Last week, 14 college presidents from around the country joined a video call with United States vice president Mike Pence and secretary of education Betsy DeVos to discuss what they needed to reopen campuses this fall.

“They were mostly in listening mode, wanting to hear what the federal government could do to be helpful,” University of Texas at El Paso president Heather Wilson, who was on the call, told Inside Higher Ed. “One way it can help is to have some kind of liability protection.”

Colleges and universities aren’t the only businesses worried about being sued. Executives from manufacturing to meat packing businesses are looking for assurances from federal officials that they can open without having to worry about legal action. 

Senate majority leader Mitch McConnell said last week on the Senate floor that Republicans are working on a plan to give people confidence that they won’t be held liable.

“Many of us are very anxious to get back to some level of economic interaction and do it safely,” he said. “Can you imagine the nightmare that can unfold this fall if K-12 kids are still at home and colleges and universities are still not open? And that scenario is further aggravated in the absence of some kind of liability protection that reassures school administrators that they can open up again as long as they do it safely and follow the guidelines.”

Legislators are hopeful that there will be enough coronavirus tests available for colleges to reopen in the fall.

“I think any principal, any chancellor of a university can say, ‘We will take testing. We'll take pneumonia shots. We'll try to keep people as separate as possible. We'll keep administrative staff at home.
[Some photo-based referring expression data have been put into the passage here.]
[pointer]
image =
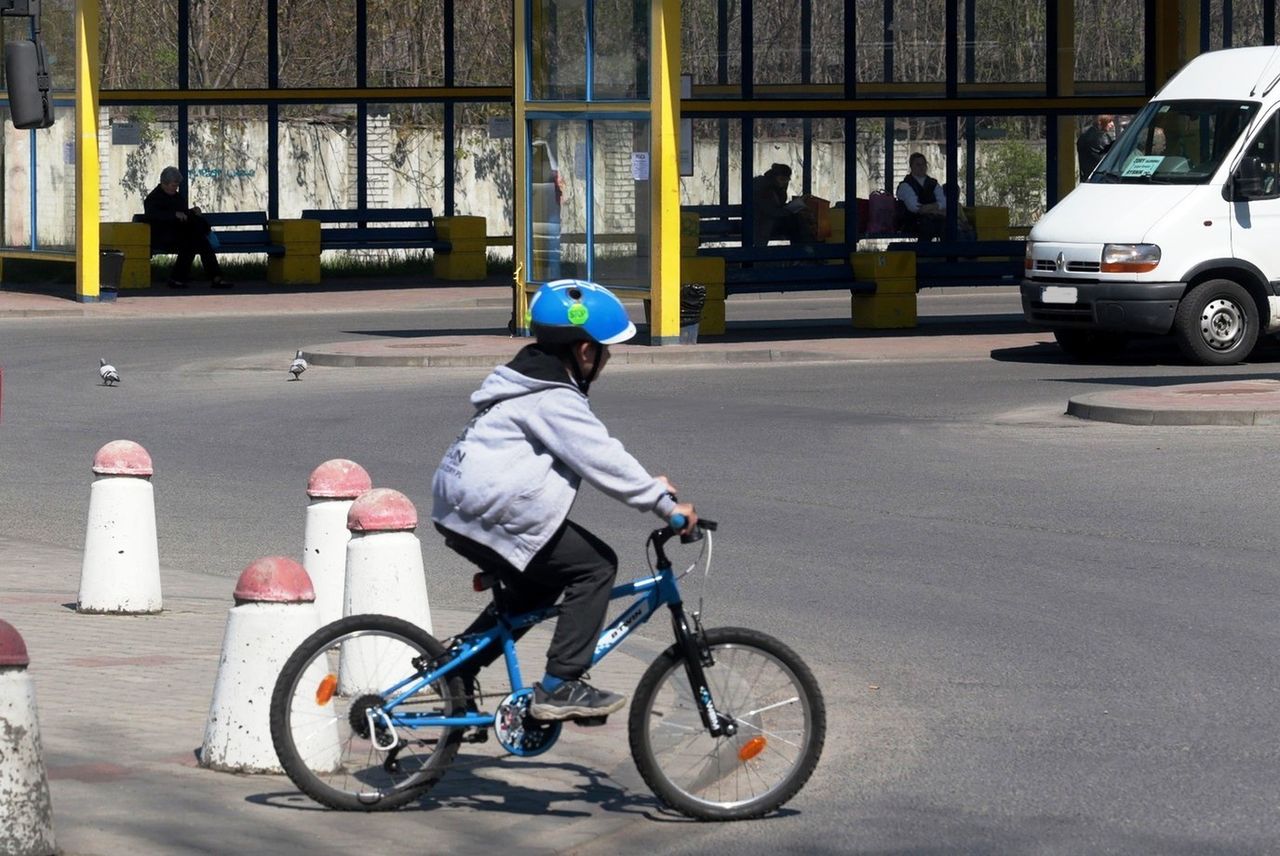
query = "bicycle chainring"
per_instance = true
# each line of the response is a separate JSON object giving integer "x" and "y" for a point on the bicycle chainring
{"x": 517, "y": 731}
We'll develop a strategy for going back to school and to college that is safe,’” Lamar Alexander, the Tennessee Republican, said on NPR. “That may take staggered weeks of schooling, and they'll take more flexible days. A number of changes. But I think the question is not do we go, I think it's how we go.”

“We don’t want colleges to postpone reopening because they are in fear of the unknown or inevitably costly lawsuits,” Peter McDonough, general counsel for the American Council on Education, told Inside High Ed.

There’s still a lot of uncertainty around what steps institutions must take to maintain a safe environment for students.

“There is no playbook. There are no established best practices, and this uncertainty is impacting our decisions,” Larry Leroy Tyner Jr., general counsel at Texas Christian University told senators at the hearing last week.

What college administrators need from the federal government is a list of exact guidelines on what is expected to create a safe environment, as that would be enough to protect them from lawsuits.

“Consumers and workers are going to feel like they’re going back to work or to grocery stores at their peril,” Georgetown University law professor David Vladeck said, “if they feel like Congress has given employers and businesses a free pass to shortchange safety.”